The small rubber feet around the rim of the Play:3 help to avoid scratching any surfaces when it’s placed vertically and of course helps to keep it steady.
Sonos speaker systems are controlled using free dedicated desktop and mobile apps. With thousands of worldwide radio stations to choose from plus access to streaming services like Spotify and Napster, the Sonos system provides a wide range of musical options that won’t leave you wanting.
If you’re already a customer of Napster for example, the integration is seamless and you can start to easily stream songs within moments of setting everything up. What’s more, with iOS devices you’re able to directly play your music library and using the desktop app, you can also use your existing iTunes library.
Admittedly, I found myself sitting next to the Play:3 in pure admiration of the sound it created more often than I expected. Considering its size it was impressive how it was able to flood my room with the ideal amount of bass for Hip-Hop, whilst still producing crystal clear vocals for R&B or Soul.
The kick from the bass was actually surprisingly good even without a subwoofer – relying instead on a rear facing bass radiator.
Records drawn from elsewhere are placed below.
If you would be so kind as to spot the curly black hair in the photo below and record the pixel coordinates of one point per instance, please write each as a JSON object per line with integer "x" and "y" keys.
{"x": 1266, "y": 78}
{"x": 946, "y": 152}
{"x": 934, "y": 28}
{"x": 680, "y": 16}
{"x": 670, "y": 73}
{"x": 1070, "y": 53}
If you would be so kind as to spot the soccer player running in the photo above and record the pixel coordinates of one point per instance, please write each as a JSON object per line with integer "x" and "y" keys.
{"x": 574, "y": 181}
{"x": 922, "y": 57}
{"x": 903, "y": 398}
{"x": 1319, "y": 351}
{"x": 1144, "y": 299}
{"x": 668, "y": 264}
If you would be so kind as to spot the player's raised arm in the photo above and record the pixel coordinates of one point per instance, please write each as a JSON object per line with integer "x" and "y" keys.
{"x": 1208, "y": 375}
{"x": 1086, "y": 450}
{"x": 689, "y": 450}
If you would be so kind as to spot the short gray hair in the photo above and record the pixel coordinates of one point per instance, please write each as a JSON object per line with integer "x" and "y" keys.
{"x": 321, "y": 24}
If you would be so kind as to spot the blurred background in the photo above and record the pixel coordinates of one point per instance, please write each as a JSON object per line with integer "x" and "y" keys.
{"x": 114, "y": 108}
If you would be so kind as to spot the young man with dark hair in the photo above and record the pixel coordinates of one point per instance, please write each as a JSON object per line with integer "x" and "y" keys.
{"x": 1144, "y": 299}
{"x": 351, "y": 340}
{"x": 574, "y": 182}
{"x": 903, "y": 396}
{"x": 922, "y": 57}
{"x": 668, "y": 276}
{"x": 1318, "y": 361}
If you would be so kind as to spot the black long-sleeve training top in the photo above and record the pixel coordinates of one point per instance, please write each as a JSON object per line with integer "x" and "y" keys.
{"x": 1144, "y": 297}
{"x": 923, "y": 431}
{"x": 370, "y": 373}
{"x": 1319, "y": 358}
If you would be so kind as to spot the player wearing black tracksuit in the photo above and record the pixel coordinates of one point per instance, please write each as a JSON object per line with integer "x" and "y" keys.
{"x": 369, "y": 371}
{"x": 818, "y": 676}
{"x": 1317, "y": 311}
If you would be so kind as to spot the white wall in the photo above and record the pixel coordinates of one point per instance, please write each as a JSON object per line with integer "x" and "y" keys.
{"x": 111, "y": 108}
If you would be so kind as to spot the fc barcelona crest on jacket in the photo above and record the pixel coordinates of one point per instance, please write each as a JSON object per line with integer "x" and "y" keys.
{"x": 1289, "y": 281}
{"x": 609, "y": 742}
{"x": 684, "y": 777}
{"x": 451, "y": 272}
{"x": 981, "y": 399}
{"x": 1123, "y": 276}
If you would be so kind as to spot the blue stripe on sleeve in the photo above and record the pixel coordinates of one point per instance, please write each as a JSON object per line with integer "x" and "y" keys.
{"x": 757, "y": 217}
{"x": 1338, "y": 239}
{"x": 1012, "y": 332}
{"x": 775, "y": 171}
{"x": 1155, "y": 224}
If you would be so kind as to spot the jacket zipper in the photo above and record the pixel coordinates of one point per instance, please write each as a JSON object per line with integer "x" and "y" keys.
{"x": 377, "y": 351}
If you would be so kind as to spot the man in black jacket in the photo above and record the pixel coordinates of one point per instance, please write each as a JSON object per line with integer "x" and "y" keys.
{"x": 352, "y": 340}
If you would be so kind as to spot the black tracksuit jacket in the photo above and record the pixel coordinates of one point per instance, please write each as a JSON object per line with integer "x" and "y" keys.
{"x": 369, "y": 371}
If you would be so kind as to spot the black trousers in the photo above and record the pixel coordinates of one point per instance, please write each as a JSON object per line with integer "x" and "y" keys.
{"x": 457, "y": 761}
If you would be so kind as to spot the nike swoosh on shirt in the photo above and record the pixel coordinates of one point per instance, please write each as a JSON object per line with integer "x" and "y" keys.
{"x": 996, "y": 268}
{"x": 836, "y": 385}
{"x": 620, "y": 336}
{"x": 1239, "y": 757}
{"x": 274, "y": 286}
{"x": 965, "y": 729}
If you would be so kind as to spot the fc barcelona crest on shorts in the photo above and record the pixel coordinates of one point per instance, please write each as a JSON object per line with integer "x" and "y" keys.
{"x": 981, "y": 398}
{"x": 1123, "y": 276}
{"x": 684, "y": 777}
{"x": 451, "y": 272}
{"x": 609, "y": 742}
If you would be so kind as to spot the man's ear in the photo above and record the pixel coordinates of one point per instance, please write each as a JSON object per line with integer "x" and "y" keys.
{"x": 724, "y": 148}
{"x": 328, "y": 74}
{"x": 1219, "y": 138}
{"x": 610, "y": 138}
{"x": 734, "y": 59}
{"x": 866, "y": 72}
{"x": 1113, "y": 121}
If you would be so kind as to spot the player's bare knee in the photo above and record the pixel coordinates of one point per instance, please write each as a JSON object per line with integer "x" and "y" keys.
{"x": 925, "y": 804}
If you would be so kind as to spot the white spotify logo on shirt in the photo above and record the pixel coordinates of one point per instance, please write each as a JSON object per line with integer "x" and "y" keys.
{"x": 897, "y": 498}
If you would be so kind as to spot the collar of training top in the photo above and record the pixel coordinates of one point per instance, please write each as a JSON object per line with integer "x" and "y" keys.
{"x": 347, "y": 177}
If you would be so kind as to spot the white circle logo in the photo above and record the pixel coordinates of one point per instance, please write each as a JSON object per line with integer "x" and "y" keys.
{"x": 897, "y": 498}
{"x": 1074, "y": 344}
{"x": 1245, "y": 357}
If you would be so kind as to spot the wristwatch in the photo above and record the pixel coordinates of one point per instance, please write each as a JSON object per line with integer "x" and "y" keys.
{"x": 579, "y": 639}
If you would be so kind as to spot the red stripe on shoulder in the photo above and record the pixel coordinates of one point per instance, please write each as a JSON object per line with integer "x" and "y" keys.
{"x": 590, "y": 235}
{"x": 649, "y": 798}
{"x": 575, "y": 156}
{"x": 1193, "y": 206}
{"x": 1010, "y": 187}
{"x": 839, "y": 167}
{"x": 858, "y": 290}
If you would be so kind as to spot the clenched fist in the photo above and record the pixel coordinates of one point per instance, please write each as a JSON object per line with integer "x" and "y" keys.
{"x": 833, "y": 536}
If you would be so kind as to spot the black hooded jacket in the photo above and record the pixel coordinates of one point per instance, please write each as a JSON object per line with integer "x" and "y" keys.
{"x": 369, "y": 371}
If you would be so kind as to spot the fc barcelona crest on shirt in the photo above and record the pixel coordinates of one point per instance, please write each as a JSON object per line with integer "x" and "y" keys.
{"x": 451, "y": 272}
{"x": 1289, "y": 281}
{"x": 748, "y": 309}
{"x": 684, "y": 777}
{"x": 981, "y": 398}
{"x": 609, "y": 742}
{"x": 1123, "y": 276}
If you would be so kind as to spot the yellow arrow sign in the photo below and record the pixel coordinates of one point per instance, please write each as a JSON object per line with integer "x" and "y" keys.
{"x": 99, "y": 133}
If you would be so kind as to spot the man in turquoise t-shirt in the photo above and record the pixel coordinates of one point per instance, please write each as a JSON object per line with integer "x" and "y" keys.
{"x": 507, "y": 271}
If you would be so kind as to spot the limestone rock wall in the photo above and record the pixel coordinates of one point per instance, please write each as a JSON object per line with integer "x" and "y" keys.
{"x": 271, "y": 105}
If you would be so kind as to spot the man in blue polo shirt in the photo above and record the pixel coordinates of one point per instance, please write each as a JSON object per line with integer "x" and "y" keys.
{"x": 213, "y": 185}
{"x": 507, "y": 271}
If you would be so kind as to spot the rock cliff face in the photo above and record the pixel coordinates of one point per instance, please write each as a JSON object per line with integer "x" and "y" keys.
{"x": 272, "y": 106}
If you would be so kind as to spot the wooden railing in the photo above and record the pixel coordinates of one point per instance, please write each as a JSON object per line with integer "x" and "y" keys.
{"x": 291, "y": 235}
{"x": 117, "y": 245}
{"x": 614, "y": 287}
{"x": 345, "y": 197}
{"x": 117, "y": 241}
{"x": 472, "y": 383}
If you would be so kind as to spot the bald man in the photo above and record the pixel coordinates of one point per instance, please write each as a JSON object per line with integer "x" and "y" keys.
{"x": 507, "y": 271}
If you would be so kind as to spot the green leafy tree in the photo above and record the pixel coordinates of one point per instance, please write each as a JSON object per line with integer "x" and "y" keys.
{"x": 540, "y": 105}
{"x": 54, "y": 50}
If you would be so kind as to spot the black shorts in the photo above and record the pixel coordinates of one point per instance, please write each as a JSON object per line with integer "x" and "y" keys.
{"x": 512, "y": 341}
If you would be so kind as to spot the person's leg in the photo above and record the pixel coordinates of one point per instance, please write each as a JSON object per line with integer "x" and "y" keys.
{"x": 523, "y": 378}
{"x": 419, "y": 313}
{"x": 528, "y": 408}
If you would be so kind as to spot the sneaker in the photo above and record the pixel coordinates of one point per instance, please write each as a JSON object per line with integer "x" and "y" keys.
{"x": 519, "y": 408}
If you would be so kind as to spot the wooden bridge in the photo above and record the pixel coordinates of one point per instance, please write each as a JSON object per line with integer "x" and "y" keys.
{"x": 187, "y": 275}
I’m used to playing music on my 5.1 surround sound system and honestly I can’t say that I missed my subwoofer, that’s how good the bass on the Play:3 is.
No matter how hard I pushed it the Play:3 handled pretty much all kinds of music well and considering my varied iTunes library – that’s saying something! Although I expected to find a little distortion at higher volumes, it was able to effectively handle bass and treble well.
Even the mesh network worked flawlessly, with no buffering or issues of any sort. I could easily control the speaker from two floors away and there was hardly any lag between the apps and the Play:3.
Sonos Play:3: The Bottom Line
It’s a real shame that the Play:3 has no ports to handle external connections like Auxiliary cables. I don’t think that having that capability would detract from the product in any way – on the contrary it would actually make the user experience easier in circumstances where a media device (like an iPod) may not have wireless connectivity. Also, I felt that the Play:3 needed the Bridge to work properly and it should really be pushed as a necessary addition rather than an optional purchase.
Leaving those small criticisms aside, if you’re actively in the market for a premium sound system at a more affordable price point, better alternatives to the Play:3 will be few and far between.
Is it for everyone? – probably not, but for someone who’s serious about music and takes real pleasure out of good sound – I don’t think you can go wrong with it. When it’s all said and done, Sonos’ reputation continues to stand strong with the Play:3 and when it comes with a modest £269 price tag, you can rest assured that the investment will be worthwhile.